Overall, I was really disappointed this week. Maybe it’s that I love inspriational songs too much, but I was totally disappointed with almost EVERYONE’s song choice. They chose stupid songs that didn’t inspire me or stick with me.

Chris –
In the past few weeks, you have really started to differentiate yourself from Blake. Congratulations. He may still have the edge on you, but I wouldn’t be surprised if you succeeded in stealing his votes. Your song was good. Just good. Congrats on not getting nasal comments this week too, even though I doubt your weak defense “nasal is a way to sing too” really had much effect on the judges.

Melinda –
I really liked your song, but hated your song choice. This is the time, girl. Of all the “inspirational” songs out there, you had to go pick that!? I can think of 10 songs better for you to sing. You did it amazingly, but no one will remember that like they did Jordin’s “You’ll Never Walk Alone”. Time to either settle for 2nd place, or pull a Tonya Harding on Jordin.

Blake –
You walked into a minefield by doing John Lennon. No one will ever sing that song like he did. You can’t improve on it. You can only sing it to remind us of John. For that reason it wasn’t good. Your singing wasn’t great either. If you want to win this, you need to go back to your niche. Contemporary, DJ, beat box, crowd pleasing, hip, boombastic. (what is boombastic? don’t ask me…) Also, I hate the funny things your mouth does when you sing. And what is up with you choosing the boring love songs week after week. We need to see the fun, crazy Blake next week, or you’re gone!

Lakisha “KiKi” –
“GARRRL”… you suck. Have you ever eaten a full box of chocolate ice cream? I haven’t, but for the sake of this analogy, let’s assume I had. After I ate a full box of chocolate ice cream, I would never want chocolate ice cream again. I keep getting chocolate ice cream week after week with Lakisha. It’s not awful, but I’m tired of it. She has no unique qualities. We have seen no more nuances to her voice. All we know about her is that she has an illegitimate child she wants to provide for. Not enough for me. You’re in my bottom and must go.

Phil –
I still don’t like you, but i’m happy that you finally figured out this competition. Even though you made a major breakthrough last week, you seemed to betray that this week. You need to get into that country groove and stay there. You said yourself last week that “that’s what [you] want to do.” So why aren’t you doing it? You are in jeopardy tonight. YOu’ve never been popular, and coming into your own now is too little too late. Plus, we’re sick of your stupid hats, faux-opera vocal placement, and big bushy eyebrows.

Jordin –
Your star keeps rising every week. You are now the clear favorite to win this competition. Thinking in terms of total package, you certainly have it. You are young, beautiful, have a decent voice, and have a good personality. Choosing “You’ll Never Walk Alone” was a SLAM DUNK! It is the perfect song. It’s old enough that it could be a hit again, it’s not inseparably connected with a single artist, it leaves room for a lot of interpretation and personalization, and it’s a beautifuilly haunting song. Simon was dead on that you could have a hit record with that one. It wasn’t as polished and amazing as Kathrine’s “Over the Rainbow” last year, but it was in that same vein. You keep choosing songs like that, and you have this thing sewn up. Honestly, Melinda could sing circles around you, but lacks what you have in the IT factor. I am seriously hoping you get some debilitating, voice altering disease between now and next week, so my woman Melinda can take this thing home. Since I don’t see that happening, well… good luck and see you at the finale.

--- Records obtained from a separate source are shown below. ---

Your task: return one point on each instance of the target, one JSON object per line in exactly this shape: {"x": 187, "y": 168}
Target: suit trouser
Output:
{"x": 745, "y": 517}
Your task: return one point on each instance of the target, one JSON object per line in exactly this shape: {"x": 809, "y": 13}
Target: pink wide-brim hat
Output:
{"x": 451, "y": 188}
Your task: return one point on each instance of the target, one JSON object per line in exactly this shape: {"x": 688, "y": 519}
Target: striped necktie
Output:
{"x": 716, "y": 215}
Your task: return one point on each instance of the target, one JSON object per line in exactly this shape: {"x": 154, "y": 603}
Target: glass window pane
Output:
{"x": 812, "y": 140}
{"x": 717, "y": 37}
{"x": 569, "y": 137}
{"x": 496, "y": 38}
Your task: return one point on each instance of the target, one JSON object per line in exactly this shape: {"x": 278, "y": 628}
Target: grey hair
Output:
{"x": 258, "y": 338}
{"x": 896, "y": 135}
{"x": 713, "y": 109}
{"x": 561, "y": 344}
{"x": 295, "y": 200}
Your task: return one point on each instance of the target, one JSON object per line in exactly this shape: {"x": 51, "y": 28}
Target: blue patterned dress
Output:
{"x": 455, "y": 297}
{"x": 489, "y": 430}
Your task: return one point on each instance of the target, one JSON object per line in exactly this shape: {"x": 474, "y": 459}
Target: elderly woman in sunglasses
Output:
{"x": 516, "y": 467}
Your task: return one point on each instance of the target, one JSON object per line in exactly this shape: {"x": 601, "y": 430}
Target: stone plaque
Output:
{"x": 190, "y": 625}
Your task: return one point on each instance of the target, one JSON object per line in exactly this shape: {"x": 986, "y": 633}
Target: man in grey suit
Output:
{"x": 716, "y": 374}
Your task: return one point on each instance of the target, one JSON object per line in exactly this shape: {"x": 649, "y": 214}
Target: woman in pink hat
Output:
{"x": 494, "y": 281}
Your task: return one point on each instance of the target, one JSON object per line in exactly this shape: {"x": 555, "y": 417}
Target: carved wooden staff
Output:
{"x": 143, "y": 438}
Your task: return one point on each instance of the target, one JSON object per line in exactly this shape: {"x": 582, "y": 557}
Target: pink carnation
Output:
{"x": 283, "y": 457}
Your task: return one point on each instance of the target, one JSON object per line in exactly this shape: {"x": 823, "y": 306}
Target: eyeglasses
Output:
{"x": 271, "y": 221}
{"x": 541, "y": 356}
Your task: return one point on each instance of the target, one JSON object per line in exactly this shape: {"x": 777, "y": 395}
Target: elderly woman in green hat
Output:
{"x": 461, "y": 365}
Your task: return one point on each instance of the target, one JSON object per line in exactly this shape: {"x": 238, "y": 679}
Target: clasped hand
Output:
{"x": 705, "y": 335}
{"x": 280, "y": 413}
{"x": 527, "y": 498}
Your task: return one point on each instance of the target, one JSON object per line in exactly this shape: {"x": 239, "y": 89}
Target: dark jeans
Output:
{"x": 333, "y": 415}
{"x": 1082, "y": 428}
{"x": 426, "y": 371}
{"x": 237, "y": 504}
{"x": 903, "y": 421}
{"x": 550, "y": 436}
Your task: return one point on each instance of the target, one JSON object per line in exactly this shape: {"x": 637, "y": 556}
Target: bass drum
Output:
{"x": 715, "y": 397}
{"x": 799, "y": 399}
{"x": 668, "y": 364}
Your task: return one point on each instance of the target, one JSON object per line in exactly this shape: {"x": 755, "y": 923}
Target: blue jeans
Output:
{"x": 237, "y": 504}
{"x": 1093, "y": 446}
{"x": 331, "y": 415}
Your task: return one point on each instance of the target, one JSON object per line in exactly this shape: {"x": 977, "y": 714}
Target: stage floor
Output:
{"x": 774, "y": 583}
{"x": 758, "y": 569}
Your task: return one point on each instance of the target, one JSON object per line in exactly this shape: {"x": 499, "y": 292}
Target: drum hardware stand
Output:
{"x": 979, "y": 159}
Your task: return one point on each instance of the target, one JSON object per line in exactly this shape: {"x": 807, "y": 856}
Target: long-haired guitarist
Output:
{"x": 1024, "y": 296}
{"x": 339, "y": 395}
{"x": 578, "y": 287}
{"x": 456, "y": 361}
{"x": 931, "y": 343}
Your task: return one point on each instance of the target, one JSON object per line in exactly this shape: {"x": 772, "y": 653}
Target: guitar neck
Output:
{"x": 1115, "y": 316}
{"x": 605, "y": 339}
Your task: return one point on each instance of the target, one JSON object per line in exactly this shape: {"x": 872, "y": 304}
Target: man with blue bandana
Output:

Oh yes… and a word about “Idol Gives Back”
While I am supportive of this idea, that the biggest and wealthiest television enterprise in the history of man should take some social/moral responsibility to give back to the world that it so graciously takes from, I am just a little disappointed at the execution of their emotional manipuation and apparent inability to get organizations mobilized in this campaign. The video packages were vague and unclear. They didn’t even specify which organizations they would be working with. Especially the US based clips. They just showed some backwoods farmer children telling “haw hawrd id iz to git us sum edjamakashun”. Gimme a break. You can do better.